Turning decent size motors into servos is definitely of interest especially if you find a cheapish high torque motor to go with your board.


----------



## skidrow (Feb 21, 2013)

I am also interested in turning a dc motor into a "RC-type" servo motor but I am not sure if that is what you are talking about. In order to achieve that you would need some type of feedback from the motor that provides feedback on position such as a potentiometer attached to the motor shaft. Is this what you are talking about or just something that adjusts speed based on an RC servo pulse? If you are just wanting to adjust speed then there are already controllers that do that in the market. Parallax offers this one that only costs $50, accepts RC pulses for control and will handle motors up to a ridiculous amount of current.


----------



## Retroplayer (Feb 22, 2013)

Well, yes and no. The idea is to develop a board that acts like a serial servo controller (like a Mini-SSC II) but instead of attaching RC servos, you would attach your own motors and pots.
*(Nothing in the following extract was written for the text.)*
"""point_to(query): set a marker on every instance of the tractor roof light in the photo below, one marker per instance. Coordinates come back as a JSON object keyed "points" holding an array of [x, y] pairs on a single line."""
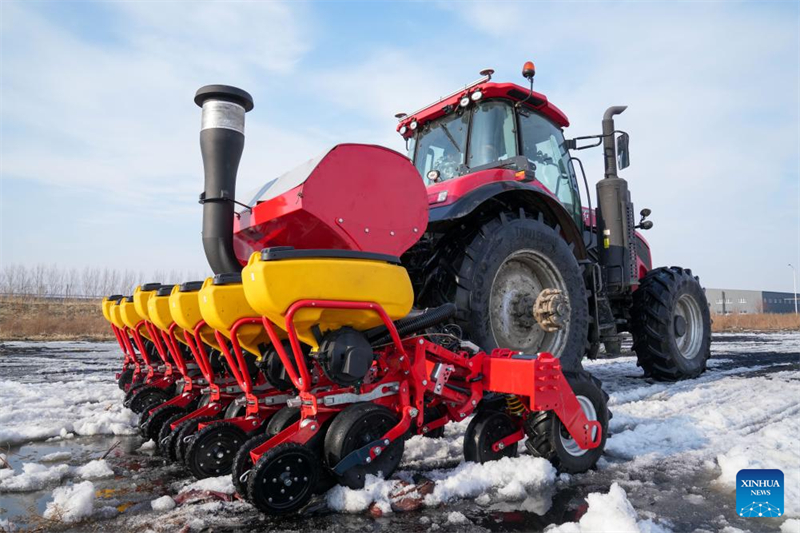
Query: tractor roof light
{"points": [[528, 70]]}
Specifically, I was talking about a board to power many low voltage/ low current motors mainly for use in converting store-bought toys and props into controllable items. There are lots of driver boards (expensive too) for high current motors.

More than one response mentioned a board capable of powering wiper motors. Hmm, building something like that directly drives up the cost, but it wouldn't be too difficult to go with my initial plan and have a module that plugs for higher powered stuff.

I hadn't considered that because there are so many high-power H-bridge drivers out there, but not really anything for those powering lots of small motors.


----------



## Otaku (Dec 3, 2004)

Ah, I see. With pshort's invaluable assistance, I have a LM358 op amp board in-process that takes a signal from a MP3 player and boosts it up to turn on a FET. I'm using it to drive the jaw motors in Gemmy-type talking skulls. It replaces the OEM board and lets you control the motor with the MP3 player so the skull says what you want it to. It doesn't actually servo the jaw motor, just turns it on and off. Is this kinda what you have in mind?


----------



## Nutz (Feb 19, 2013)

Otaku said:


> Hi Retroplayer,
> Actually, I think that a device that can control large or small high torque DC motors, such as the popular wiper motor, would definitely be useful. I've developed some motor control circuits that allow basic control for a wiper motor using timers and limit switches (no polarity reversal switching). I use them for opening and closing coffin lids, but the control is limited to 180° rotations. I'd like to hear more about what you have in mind.


Would something like this be of use? http://dormanproducts.com/p-33306-88136.aspx . This is a very cheap wiper pulse/delay module . Once again I am very new to this, just offering suggestions.


----------



## halstaff (Nov 18, 2009)

I was playing around with a hanging Pirate and used this Intermittent circuit to add a pause to his kicking - http://screencast.com/t/RJexisFoKqjX


----------